I’m “biast” (con): nothing
(what is this about? see my critic’s minifesto)
Alas for You’re Next, I saw it mere days after The Purge surprised me by turning the tropes of the home-invasion horror flick upside down in much the same way that The Cabin in the Woods did for cabin-in-the-woods horror flicks. The genre is now spoiled for me, unless someone does something very clever with it. Director Adam Wingard and screenwriter Simon Barrett do not do anything clever with it, and it’s hard to imagine how I would have warmed up to their obscene gorefest even if I’d seen it pre-Purge, back in 2011, when it debuted at the Toronto Film Festival. It’s that rote, and worse, it is awkward in its mundanity, wooden performances by a mostly embarrassingly amateurish cast punctuated by bouts of random bloody sadism. Animal-masked murderers descend, seemingly without motive, upon the reunion of the Davison clan at their rambling mansion in the middle of nowhere, at which point the various parents, adult children, and significant others histrionically overreact or implausibly underreact, and almost to a one behave in ways that are so ridiculous or unsympathetic that one is tempted to say, Fuck ’em, let ’em die. Except it turns out not to be fun to watch even these people suffer horribly. Yet I never cared, either, why this was being perpetrated upon them. When we do find out why, it’s so nonsensically preposterous that it can only have been an attempt at humor. (Spoiler: It’s not funny.) The stilted exposition — “They must be using a cell phone jammer. They’re illegal but you can buy them on the Internet for like 30 bucks” — is frequently fairly horrific, but that’s about the only truly terrifying aspect of the film. I think we’re meant to cheer and be surprised that the girlfriend (Sharni Vinson: Step Up 3D) of one of the Davison boys is cool and competent in the midst of this crisis. Woe is us if that is considered a “twist.”
I suppose someone will pop up to defend this as “turn off your brain” fodder. But aren’t there enough films that can’t be enjoyed without deliberately suppressing one’s critical faculties? There certainly doesn’t seem to be any shortage of the blasted things. Why would even a dedicated fan of the genre pay to see this when there are hundreds of other home-invasion bloodbath films out there on fifty-movies-for-a-few-bucks DVDs?
I get the impression that dedicated fans of the genre see every film in the genre, so they’ve already seen the hundreds of other home-invasion bloodbath films. We can ask them if that’s true when they show up to complain about the review.
When I was a teen, we used to watch generic horror movies all the time. We recognized that most of them were bad, however, and would never think to go troll some Internet critic for not thinking they were cinematic gold.
Our hostess has been quite open about the fact that she doesn’t find horror films frightening, but her reviews of them are always fair. I’m a horror fan, but this one looks like a stinker. Having said that, Ill probably end up watching this at some point. I can’t say I haven’t been warned, though!

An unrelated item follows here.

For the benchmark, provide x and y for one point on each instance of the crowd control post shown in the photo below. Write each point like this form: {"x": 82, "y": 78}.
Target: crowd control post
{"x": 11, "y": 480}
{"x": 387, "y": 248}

For a change YOU’RE the one in minority on this one. :)
I’m in the minority plenty often. Doesn’t bother me.
When we mention this film, we’re not exactly talking about a classic that merits comparing with the likes of John Carpenter’s Halloween, Brian DePalma’s Carrie or even Sam Raimi’s The Evil Dead. In fact, the producers of this flick will be lucky if anyone even remembers it five years from now.
We’ll see. This film was a huge hit at SXSW and then the distributor sat on it for two years and released during the end of the summer dumping ground. I suspect this will be ripe for discovery on cable and DVD.
Well, for what it’s worth, critic John Kenneth Muir is on your side. However, I’m still not convinced that the film is all that good. And even Muir can err once in a great while.
This is not the worst horror film I have ever seen but it’s not one that I’m in a big hurry to see again either.
Once you get past the fact that the traditional final girl is being played by an Aussie who looks suspiciously like Taylor Swift, there are not a whole lot of surprises left in this film. Indeed, the most charitable thing I can say about this film is that the movie as a whole is about as imaginative as the title.